On birational superrigidity and conditional birational superrigidity of certain Fano hypersurfaces

TL;DR

This paper establishes conditions under which certain Fano hypersurfaces and complete intersections are birationally superrigid, expanding the classification of these rigid varieties with specific singularities and base locus conditions.

Contribution

It proves birational superrigidity for a broad class of singular Fano hypersurfaces and introduces conditions for conditional superrigidity of smooth Fano hypersurfaces and complete intersections.

Findings

Birational superrigidity of hypersurfaces with quadratic singularities of rank ≥ N-s.

Completion of classification for hypersurfaces with only ordinary double points in most dimensions.

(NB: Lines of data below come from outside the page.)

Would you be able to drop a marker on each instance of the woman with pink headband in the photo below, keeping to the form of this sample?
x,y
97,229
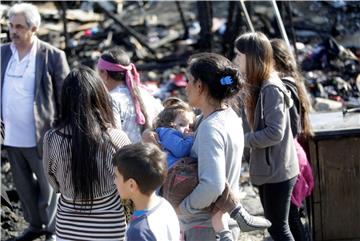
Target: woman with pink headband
x,y
134,108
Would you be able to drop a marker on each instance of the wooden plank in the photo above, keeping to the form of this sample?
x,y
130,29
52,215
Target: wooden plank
x,y
339,164
315,167
317,228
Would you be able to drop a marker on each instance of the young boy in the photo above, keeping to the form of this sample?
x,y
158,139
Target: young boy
x,y
139,170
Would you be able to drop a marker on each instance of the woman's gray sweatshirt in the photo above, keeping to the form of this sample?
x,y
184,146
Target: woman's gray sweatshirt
x,y
218,146
273,157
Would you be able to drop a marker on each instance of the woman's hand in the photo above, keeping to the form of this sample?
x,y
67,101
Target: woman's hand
x,y
178,211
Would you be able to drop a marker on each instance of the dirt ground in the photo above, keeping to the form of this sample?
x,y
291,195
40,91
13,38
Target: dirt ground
x,y
13,223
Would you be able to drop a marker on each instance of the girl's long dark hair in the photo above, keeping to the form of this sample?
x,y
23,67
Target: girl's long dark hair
x,y
256,46
85,115
286,65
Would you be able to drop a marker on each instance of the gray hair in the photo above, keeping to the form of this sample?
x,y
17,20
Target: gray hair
x,y
30,11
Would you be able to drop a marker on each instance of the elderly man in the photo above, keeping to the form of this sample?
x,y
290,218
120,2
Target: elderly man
x,y
32,74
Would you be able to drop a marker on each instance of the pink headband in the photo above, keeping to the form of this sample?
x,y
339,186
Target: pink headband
x,y
132,76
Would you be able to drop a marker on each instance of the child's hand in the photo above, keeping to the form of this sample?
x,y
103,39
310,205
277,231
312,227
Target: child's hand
x,y
149,136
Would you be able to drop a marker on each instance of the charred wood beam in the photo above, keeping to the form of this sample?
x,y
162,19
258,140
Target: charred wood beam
x,y
128,29
205,20
293,35
248,19
63,7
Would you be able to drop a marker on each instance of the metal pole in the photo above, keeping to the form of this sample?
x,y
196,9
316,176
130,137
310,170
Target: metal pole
x,y
281,24
248,20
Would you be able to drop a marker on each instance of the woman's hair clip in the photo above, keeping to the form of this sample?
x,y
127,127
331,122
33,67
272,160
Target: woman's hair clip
x,y
227,80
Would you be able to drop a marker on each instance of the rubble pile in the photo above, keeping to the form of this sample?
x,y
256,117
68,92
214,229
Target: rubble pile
x,y
161,35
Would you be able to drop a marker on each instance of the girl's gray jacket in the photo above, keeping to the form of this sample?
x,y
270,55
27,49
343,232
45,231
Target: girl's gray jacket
x,y
273,157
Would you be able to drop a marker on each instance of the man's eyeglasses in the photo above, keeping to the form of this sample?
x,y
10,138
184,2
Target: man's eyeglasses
x,y
12,70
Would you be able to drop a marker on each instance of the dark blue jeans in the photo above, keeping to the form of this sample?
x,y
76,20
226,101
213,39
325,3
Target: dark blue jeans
x,y
275,199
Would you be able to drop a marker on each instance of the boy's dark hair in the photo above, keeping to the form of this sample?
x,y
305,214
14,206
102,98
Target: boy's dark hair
x,y
145,163
168,115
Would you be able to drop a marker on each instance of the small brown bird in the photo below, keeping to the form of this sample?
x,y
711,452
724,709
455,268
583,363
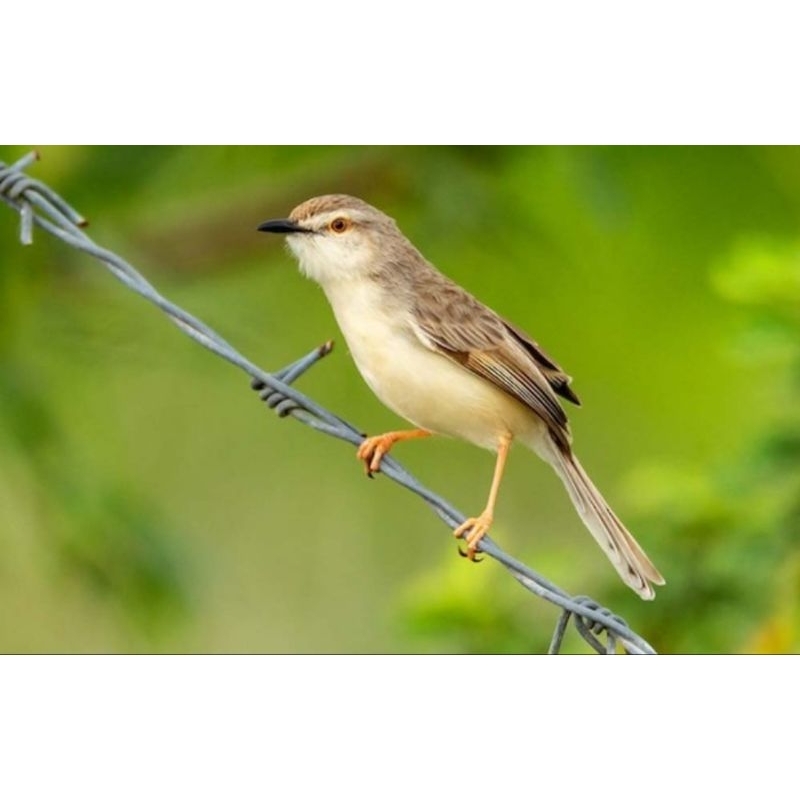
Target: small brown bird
x,y
438,357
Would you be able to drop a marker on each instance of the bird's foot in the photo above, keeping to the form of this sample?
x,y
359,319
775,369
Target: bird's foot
x,y
478,527
373,449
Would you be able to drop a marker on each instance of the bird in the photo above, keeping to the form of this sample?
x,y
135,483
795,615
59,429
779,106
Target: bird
x,y
441,359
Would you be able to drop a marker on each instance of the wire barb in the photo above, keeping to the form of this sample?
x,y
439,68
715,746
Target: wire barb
x,y
38,205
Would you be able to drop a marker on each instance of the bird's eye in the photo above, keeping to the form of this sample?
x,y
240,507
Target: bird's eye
x,y
340,224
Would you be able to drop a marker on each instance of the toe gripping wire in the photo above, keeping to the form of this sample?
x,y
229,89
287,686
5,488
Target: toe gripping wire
x,y
39,206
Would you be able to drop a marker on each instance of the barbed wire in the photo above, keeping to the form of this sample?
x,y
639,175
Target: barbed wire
x,y
38,205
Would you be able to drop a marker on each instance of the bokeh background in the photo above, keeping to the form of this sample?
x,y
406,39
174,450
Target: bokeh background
x,y
150,503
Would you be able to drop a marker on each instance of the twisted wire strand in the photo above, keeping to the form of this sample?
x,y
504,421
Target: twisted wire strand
x,y
38,205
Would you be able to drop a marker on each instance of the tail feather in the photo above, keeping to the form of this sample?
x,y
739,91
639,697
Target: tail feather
x,y
624,552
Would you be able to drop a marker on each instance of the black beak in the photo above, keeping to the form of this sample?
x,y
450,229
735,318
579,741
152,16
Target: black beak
x,y
281,226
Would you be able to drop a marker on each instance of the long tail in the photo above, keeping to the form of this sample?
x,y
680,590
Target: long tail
x,y
624,552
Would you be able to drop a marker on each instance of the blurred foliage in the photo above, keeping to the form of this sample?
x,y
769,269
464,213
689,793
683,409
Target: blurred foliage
x,y
147,502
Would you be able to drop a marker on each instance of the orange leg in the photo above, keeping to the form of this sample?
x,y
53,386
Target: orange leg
x,y
374,448
478,526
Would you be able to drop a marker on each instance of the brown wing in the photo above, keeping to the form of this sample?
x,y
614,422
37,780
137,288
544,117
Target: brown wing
x,y
455,324
556,376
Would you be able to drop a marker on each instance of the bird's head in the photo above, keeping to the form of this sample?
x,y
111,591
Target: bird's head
x,y
336,237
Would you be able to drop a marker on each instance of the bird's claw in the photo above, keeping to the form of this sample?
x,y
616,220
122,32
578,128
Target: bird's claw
x,y
470,554
472,530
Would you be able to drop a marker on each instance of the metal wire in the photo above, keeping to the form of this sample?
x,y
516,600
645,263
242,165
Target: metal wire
x,y
38,205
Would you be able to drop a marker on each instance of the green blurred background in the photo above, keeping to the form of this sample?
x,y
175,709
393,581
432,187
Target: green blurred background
x,y
150,503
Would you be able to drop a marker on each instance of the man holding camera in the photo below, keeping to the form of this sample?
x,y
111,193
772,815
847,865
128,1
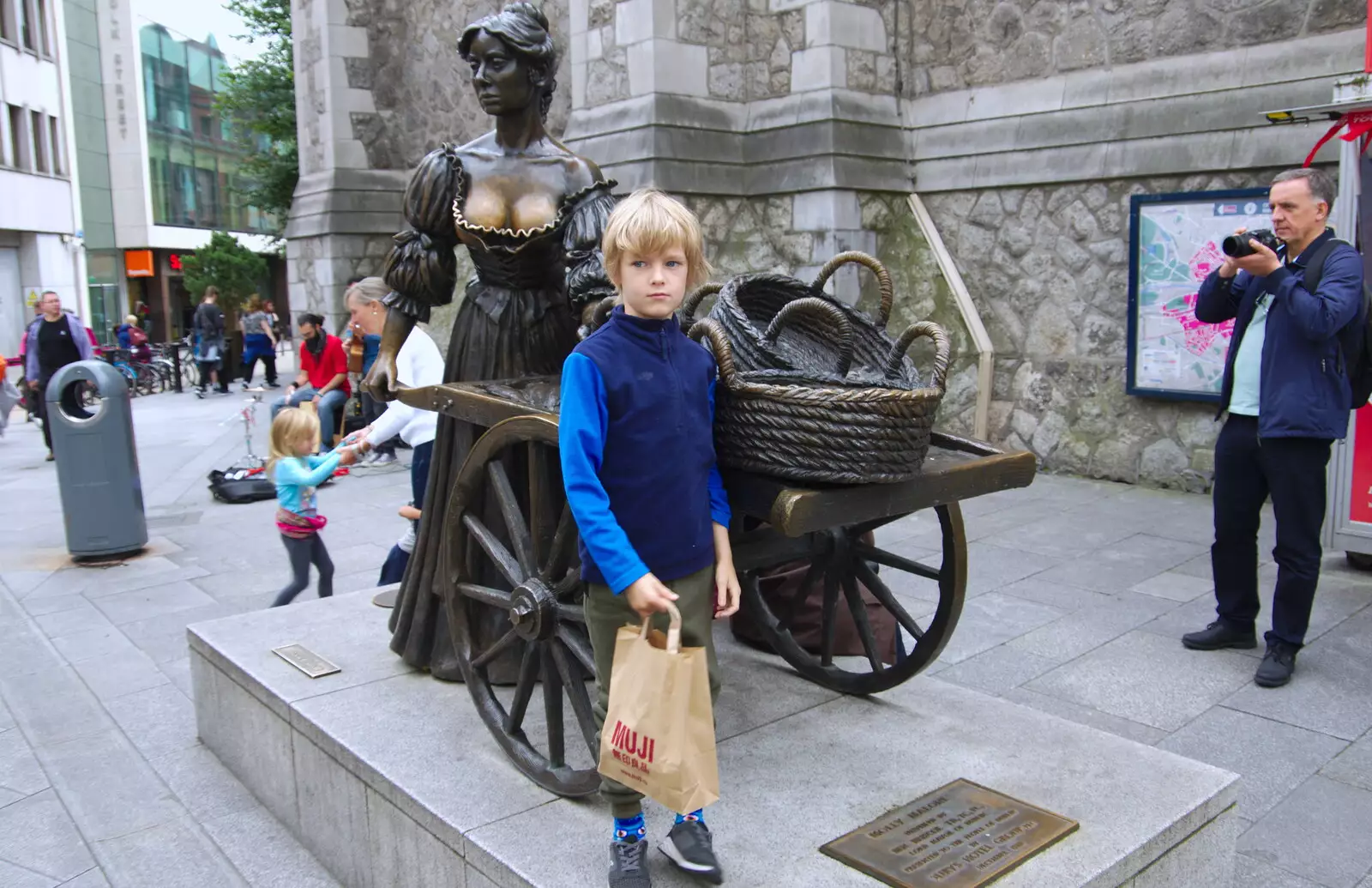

Conditional superrigidity results for certain smooth Fano hypersurfaces and complete intersections.

Abstract

We prove birational superrigidity of every hypersurface of degree N in P^N with singular locus of dimension s, under the assumption that N is at least 2s+8 and it has only quadratic singularities of rank at least N-s. Combined with the results of I. A. Chel'tsov and T. de Fernex, this completes the list of birationally superrigid singular hypersurfaces with only ordinary double points except in dimension 4 and 6. Further we impose an additional condition on the base locus of a birational map to a Mori fiber space. Then we prove conditional birational superrigidity of certain smooth Fano hypersurfaces of index larger or equal to 2, and birational superrigidity of smooth Fano complete intersections of index 1 in weak form.